WE ARE born into a world filled with symbols, meanings, and stories. The mystery of who we are emerges from this chaos. Endless possibilities can unfold - if we are able to let go of our myths, our constructs and our own interpretations and perspectives.

So, we may need an iconoclast - a person who attacks cultural and religious symbols, beliefs, and institutions. We need to have our ideas about ourselves, others and God brought to nought. Because while we either reflect, or react against our cultural paradigm, we are still caught within the matrix.

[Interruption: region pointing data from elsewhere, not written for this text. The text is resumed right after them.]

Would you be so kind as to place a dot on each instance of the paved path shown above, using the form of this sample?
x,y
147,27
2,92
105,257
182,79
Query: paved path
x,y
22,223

It is easy to look at ancient and religious texts, for example, the Old Testament, and conclude with Dawkins that “God is the most unpleasant character in history.” However, could it be possible that ancient myths and stories reflect the evolution of human understanding. That the writers were either reflecting, or reacting to, the cultural paradigms and myths they were born into. Letting go of religious and cultural constructs, connecting and awakening us to love and beauty that leaves us with sense of awe. The Easter story reveals Jesus as the great iconoclast. He enters our myths of redemptive violence and subverts them. There is no need for revenge killings because the innocent victim lives and forgives. Pentecost, which follows, is the conclusion of the work of the iconoclast, who shows humanity the possibility of awakening to love and beauty, as the Spirit is poured out on all flesh.